Why am I telling this story? Simply because I want people to know that it’s not unheard of for young kids to have these issues – they are real and need to be taken seriously.  I realize that one day Lucy might look back and be mortified that her mother gave away her secrets – sold her out for a blog post – but instead I hope she knows it’s just because I love her and have to write in order to sort out my own feelings about this.  Oh, sweet, sweet Lucy B…one day I hope we can look back and laugh at this day.

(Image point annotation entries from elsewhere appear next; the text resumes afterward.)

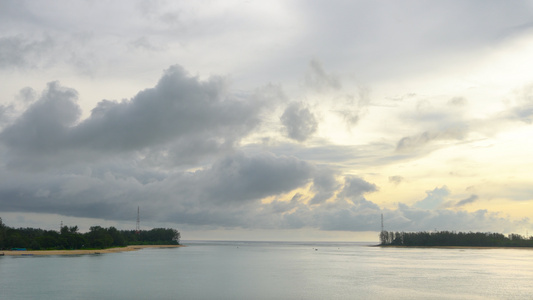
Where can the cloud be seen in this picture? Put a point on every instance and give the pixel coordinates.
(434, 198)
(355, 187)
(21, 52)
(410, 143)
(471, 199)
(318, 80)
(179, 112)
(396, 179)
(300, 123)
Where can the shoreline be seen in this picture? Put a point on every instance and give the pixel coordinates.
(453, 247)
(83, 252)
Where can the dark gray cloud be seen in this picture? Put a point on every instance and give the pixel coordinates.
(300, 123)
(178, 113)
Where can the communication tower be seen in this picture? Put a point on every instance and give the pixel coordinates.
(138, 225)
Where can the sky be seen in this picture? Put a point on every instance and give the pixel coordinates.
(267, 120)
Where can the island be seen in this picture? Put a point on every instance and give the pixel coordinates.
(452, 239)
(68, 240)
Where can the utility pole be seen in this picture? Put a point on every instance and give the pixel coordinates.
(382, 227)
(138, 225)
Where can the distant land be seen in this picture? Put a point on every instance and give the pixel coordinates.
(68, 238)
(453, 239)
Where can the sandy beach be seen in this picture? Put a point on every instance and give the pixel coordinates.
(453, 247)
(80, 252)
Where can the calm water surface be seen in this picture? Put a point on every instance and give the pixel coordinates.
(273, 270)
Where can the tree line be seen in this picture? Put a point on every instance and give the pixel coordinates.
(452, 238)
(96, 238)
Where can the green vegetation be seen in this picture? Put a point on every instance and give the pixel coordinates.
(70, 238)
(452, 238)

  1. I can completely relate to this story. As a child I was worried sick with anxiety. The depression didn't come until I was a teenager. When I was a kid I knew it was shyness and introversion that kept me from being comfortable at school. No pre-K or daycare for me because the thought was unbearable. I missed the first week of kindergarten because I broke out into hives on Day 1. The stakes were higher in middle and high school. College was better but I was relatively antisocial and I worried down to 117 pounds in law school because of the terror of constantly going before judges and talking to juries. This story makes me feel sad but the best news is that you recognize this and can do something about it. She can learn techniques and other really creative ways to channel her pent up energy so that she can calm herself on her own. There is a lot of research out there that demonstrates that bright and creative, artistic children tend to have these problems. Because she is a child it can be, and will be better for her. There is no way you won't worry but I promise you she will thank you so much for not ignoring it and making her fee crazy. As for me, the problem was not identified and treated until adulthood. I hope Lucy feels well very soon. Kate, just know that you are taking all of the appropriate steps and none of this is your fault. She will likely be better off in the long run...and happier. Take care.

  2. Kate, I just want to offer you a hug. This is just heartbreaking. It sounds like you are on top of it as far as who you have contacted to help. I'm sure it doesn't feel like you are very on top of anything. But, for what it is worth, I'm proud of you for posting this. I was a pretty depressed little kid, and never received any help for it. It sure would have been easier if I had, I think. But, I came through, and I'm totally normal! ;)
    Anyway...Lucy is lucky to have such a loving family. I know you are fighting for her. Lots of love to you, Lucy, and the rest of the family.

  3. thanks to both of you. I appreciate your kind words more than you know. xo

  4. Hugs to my child and grandchild, both of whom will come out the other side of this smelling like roses. Really.

  5. Okay...I'm gonna go ahead and put this out there, even though I run the risk of "crossing the line". I've never had a conversation with you, Kate, on this topic, and I don't wish to presume anything. I'm just offering something I grew up with and also passed on to my girls. It's not contrary to all that you've listed above...meeting with the counselors,'s in addition to those very wise plans of action.

    It's basically this...pray with the bedtimes. (And for all I already do...again, sorry if I'm touching a nerve.)

    I just remember countless times that my Mom and Dad each helped me through some tough years as a kid, and definitely through tougher ones as an adult. What I learned as a child was that the Spirit of God is also called "The Comforter". Even when my parents weren't always there with me...GOD was then...and IS now.

    Forgive me if this backs you into a corner, or makes you feel uncomfortable. I never mean to do that. But there's something interesting that happens when a young child begins to understand that there's Someone out there who is bigger than any of our problems and fears. And it's not just how much belief I can's that God actually RESPONDS when we talk to Him. The storms in our hearts and minds can be calmed, in a way that isn't of our own doing.

    Anyway...I'll be praying for you and Lucy, if that's okay with you. It's TOUGH being a parent, and watching your little one suffer. God can say the same thing!